PowerBlogs.Com Development

Maintenance (News)

There's going to be some minor downtime this weekend on all servers as we upgrade our webservers. The downtime should be minimal. I'll post more here as the times firm up.

Posted by Chris on 07.07.2006. (0 Comments)
One of the powerblogs servers is down (News)

We're very sorry for the interruption of service to those who are affected, and I'll be posting more as I know it here.

Update: We've got the server back up. Things are looking reasonably normal so far, but I'm going to do more investigation. We will probably need to bring the server offline for maintenance some time late tonight. I'll post more as I know it.

I'm very sorry for the trouble that this has caused people. We're investigating the cause to make sure that it doesn't happen again. There's no reason, so far, to suspect any data loss from the server, but would everyone please just take a quick look to make sure that everything appears to be intact? We've got all of the livebackups (plus the last-ditch mailing list backup), so if anything is missing we should be able to restore it promptly. Thank you, and once again we apologize for the trouble.

Posted by Chris on 06.01.2006. (0 Comments)
Server Downtime (News)

We may need to bring one of the powerblogs servers down for maintenance tonight. I'll update this post with when we start and when we finish.

Update: Ok, we're about to take the server down for maintenance. Hopefully, the downtime should only take about an hour.

Update: We're deferring the downtime until tomorrow, to give us some time to analyze what's going on further and minimize the downtime we need to perform.

Posted by Chris on 05.25.2006. (0 Comments)
Email Issues (News)

Just a quick note, at the end of last week we were having some problems with email. Everything should have been resolved and eventually received/sent, but if you emailed us or used the contact form and didn't receive a response, we would be very grateful if you would re-send your email or just drop us a note that you haven't heard back from us. Thanks!

Posted by Chris on 05.08.2006. (0 Comments)
Scheduled downtime (News)

We're going to need to bring one of the Powerblogs servers down tonight for a few minutes for some maintenance. This will probably happen at around 10pm tonight. The interruption should not last long, but we apologize for the inconvenience. I'll update this post when we start and finish.

Update: We're pushing the maintenance to sunday. I'll update with more details tomorrow.

Update: I'll be bringing the server down for maintenance at 9pm tonight. Hopefully it shouldn't be down long.

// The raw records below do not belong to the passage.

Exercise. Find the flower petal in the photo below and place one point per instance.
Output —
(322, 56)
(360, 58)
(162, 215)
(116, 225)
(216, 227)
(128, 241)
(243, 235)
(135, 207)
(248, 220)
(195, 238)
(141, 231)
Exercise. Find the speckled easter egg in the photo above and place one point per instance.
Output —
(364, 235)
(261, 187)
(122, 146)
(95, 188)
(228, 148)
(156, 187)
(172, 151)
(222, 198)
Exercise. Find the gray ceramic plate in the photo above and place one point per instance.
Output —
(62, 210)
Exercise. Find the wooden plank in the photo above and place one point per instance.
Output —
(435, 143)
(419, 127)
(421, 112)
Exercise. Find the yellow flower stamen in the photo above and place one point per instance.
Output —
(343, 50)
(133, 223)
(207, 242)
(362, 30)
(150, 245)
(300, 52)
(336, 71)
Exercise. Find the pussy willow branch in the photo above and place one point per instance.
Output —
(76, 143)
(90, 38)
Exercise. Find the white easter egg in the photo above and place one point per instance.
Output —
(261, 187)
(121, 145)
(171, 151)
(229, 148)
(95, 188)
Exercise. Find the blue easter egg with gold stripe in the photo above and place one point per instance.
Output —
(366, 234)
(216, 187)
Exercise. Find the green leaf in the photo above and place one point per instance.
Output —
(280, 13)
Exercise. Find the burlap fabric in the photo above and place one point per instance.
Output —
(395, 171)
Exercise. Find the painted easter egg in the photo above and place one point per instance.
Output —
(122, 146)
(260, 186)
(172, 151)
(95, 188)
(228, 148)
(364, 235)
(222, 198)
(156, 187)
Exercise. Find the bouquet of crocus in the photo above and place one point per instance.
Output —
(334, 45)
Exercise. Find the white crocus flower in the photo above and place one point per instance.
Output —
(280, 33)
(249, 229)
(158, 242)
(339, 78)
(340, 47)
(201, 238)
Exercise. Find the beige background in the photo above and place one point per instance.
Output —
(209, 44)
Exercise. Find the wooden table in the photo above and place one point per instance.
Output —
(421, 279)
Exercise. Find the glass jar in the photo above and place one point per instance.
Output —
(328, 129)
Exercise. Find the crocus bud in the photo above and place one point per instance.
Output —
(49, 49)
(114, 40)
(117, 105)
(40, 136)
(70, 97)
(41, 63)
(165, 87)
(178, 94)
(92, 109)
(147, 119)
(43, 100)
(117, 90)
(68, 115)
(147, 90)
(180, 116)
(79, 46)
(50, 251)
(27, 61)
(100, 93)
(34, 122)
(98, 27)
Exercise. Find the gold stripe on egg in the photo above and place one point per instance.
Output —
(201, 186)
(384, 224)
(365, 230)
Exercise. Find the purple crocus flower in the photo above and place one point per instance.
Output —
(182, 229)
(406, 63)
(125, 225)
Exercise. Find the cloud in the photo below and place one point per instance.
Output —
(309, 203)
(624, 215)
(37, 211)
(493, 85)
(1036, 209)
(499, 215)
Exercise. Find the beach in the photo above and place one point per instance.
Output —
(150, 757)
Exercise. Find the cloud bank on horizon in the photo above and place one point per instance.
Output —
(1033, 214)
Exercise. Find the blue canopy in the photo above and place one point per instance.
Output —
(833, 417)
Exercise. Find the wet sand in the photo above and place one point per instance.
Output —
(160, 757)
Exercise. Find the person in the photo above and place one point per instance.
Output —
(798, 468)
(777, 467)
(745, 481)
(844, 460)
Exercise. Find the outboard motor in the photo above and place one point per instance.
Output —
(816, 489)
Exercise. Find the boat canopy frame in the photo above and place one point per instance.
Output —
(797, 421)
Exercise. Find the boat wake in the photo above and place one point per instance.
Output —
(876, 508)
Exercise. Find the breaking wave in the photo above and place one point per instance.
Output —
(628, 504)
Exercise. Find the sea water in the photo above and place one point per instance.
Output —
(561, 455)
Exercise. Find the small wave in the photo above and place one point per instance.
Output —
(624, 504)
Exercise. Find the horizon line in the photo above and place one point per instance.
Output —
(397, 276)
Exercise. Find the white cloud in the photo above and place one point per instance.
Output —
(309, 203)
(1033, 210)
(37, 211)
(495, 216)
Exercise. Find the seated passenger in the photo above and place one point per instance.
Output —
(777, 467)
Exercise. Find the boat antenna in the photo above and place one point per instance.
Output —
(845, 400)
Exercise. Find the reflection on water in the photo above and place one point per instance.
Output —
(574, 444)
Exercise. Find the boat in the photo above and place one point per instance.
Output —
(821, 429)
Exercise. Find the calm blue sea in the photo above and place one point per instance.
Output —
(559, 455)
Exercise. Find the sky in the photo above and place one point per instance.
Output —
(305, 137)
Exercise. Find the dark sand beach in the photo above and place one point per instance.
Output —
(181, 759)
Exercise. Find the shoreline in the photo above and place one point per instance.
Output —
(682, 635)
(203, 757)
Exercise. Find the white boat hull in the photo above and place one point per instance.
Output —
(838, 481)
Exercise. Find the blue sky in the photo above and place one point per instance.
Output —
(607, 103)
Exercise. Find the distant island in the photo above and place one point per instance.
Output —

We apologize for the inconvenience.

Update: Ok, things look good now, and the server is back up. We apologize for the inconvenience.

Posted by Chris on 04.22.2006. (0 Comments)
Possible downtime tonight (News)

We might need to take one of the Powerblogs servers down temporarily for some emergency maintenance tonight at around 10pm EST. (It's the original Powerblogs server, not the newest server that experienced problems two months ago.) The downtime shouldn't last more than about an hour, and hopefully less than that. I'll update this post with more information as it becomes available.

Update: We're definitely going to do it tonight. We'll probably take it down between 10pm and 10:30pm. With luck, it won't be down for more than an hour. We apologize for the short notice, but we need to fix the problem which has just surfaced before it gets worse and forces us to deal with it. Thank you for your understanding, and we apologize for the inconvenience.

Update: Ok, we've finished with the down time for now. We'll be keeping an eye on the issue, and it may require additional downtime, but for the moment, things look good. Thank you for your patience, and again we apologize for the inconvenience.

Posted by Chris on 02.13.2006. (0 Comments)
Reports coming back online (News)

I've generated the reports again today, finally, and things are looking good. I've just put them on an automatic schedule for every 8 hours, so they should be generated regularly again from now on. I apologize to everyone for the time without them.

Posted by Chris on 01.17.2006. (0 Comments)
Improved backups (News)

Since there is still a lot of work to be done (as well as some theoretical issues to overcome) with redundant servers, there obviously needs to be significantly improved backups immediately. Here's what I've come up with so far:

  1. I've already set the off-site backups to take place every 4 hours. Unfortunately, the problem with the server that went down happened about 23 hours into the 24 hour backup cycle (i.e. at the worst possible time). This will immediately drastically cut down on the risk period. (This applies to all Powerblogs servers.)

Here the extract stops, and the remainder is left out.